From today until March 11 Leica is hosting an exhibition of Bob Mazzer’s extraordinary “Underground” collection in the gallery above the Royal Exchange Leica store at Bank. Bob carried a Leica M4 around the London Underground network for four decades, creating unforgettable images as he made his way to and from work.
Bob Mazzer is a social documentary photographer born in the Jack the Ripper’s stomping ground of Whitechapel in East London. He got his first camera for his Bar Mitzvah at the age of thirteen: An Ilford Sporty and he has been snapping away ever since. The Tube became one of his major themes. As he says:

I feel compelled to take photographs on the tube and I cannot travel without a camera because I cannot bear the thought I might miss something. If you love people, I think they respond to that and find it perfectly natural to be photographed. I love taking photographs of people on the tube, I say to them, “You look fantastic, can I take your picture?” and they say, “Yes.”
Nevertheless, Mazzer did not intend the Undergound photos to be a “project”: “They were just pictures taken in an interesting environment on my journeys around London, but I always knew there was something significant and special about the images from that atmospheric location.”
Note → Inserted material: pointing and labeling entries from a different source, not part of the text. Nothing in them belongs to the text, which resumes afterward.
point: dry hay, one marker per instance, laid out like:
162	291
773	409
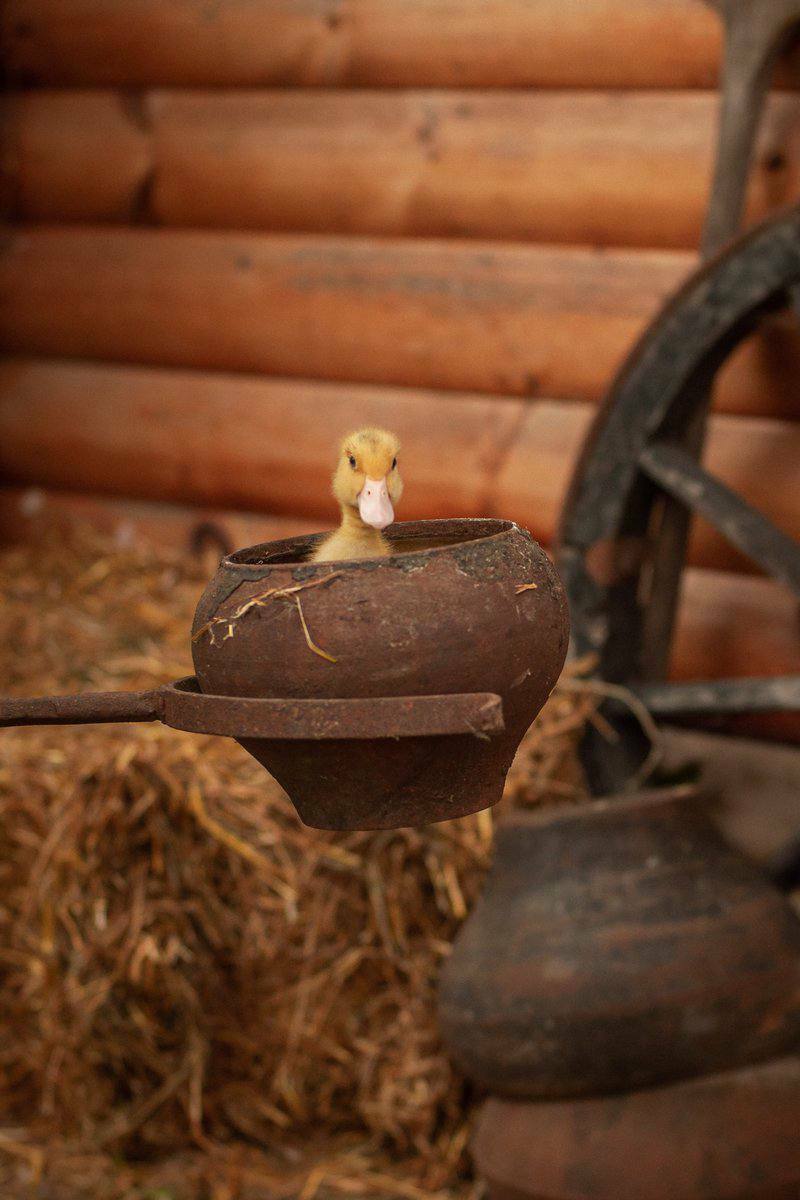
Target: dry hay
185	965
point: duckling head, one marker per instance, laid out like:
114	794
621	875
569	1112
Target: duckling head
367	478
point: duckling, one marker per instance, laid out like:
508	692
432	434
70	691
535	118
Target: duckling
367	485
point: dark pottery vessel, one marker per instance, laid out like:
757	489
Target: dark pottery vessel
618	945
463	607
729	1137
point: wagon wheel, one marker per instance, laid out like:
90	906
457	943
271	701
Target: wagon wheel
633	469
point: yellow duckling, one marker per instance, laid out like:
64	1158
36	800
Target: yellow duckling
367	485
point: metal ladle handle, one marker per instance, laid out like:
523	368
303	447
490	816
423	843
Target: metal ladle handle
88	708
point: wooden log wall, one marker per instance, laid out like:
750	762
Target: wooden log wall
236	228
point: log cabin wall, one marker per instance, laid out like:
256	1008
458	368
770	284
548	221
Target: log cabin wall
239	227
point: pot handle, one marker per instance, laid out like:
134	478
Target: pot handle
85	708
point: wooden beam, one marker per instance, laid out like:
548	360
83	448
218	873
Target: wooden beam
559	167
559	43
529	321
30	514
235	442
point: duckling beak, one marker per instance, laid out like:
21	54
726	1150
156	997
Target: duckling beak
374	505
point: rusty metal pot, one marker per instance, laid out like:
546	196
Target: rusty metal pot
462	609
728	1137
619	945
434	663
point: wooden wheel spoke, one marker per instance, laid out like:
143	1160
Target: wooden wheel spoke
719	696
744	526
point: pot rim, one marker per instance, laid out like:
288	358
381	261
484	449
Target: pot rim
271	553
625	802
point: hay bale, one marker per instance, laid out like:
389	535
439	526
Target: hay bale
186	964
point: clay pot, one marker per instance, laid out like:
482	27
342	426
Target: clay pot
451	613
618	945
728	1137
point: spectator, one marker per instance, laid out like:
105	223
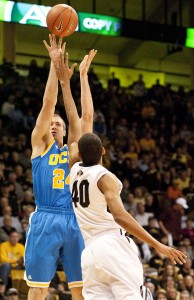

Leica says that the exhibition photographs, all taken with a Leica M4 and 35mm lens, are beautifully printed on Hahnemühle archival paper, so that in years to come they will provide an even more intriguing and mysterious window into the past.
The exhibition opens today and continues until March 11, Monday to Friday between 9 am and 6 pm. There is no admission fee. You can find the Leica Store at the rear of the Royal Exchange building at No. 18, nearest Underground station is Bank.